Satisfaction and anxiety are improved with the use of an easy-to-read informed consent document: a randomized multi-group study
University of Pennsylvania Cancer
Last Modified: May 12, 2001
Presenter: P. C. Raich
Affiliation: AMC Cancer Research Center, Denver, CO
- Informed consent is a process in which the patient is given all the information needed to decide whether to participate in a clincal trial. The signing of the informed consent document by both the patient and the investigator is the written verification of this process.
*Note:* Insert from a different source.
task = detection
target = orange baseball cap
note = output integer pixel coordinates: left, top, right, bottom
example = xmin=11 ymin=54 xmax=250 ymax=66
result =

Readability of most of the consents remains a problem for the US population in which half has reading skills at an 8th grade level or below.
- 226 patients who were randomly assigned to either standard consent form (13th grade level) or an easy to read form (8th grade level) were evaluated
- Multiple institution study including 46 sites involved with three clinical trials from the NCCTG, ECOG, and CALGB.
- Comprehension of the consent, anxiety associated with the process, and satisfaction with the process were all evaluated.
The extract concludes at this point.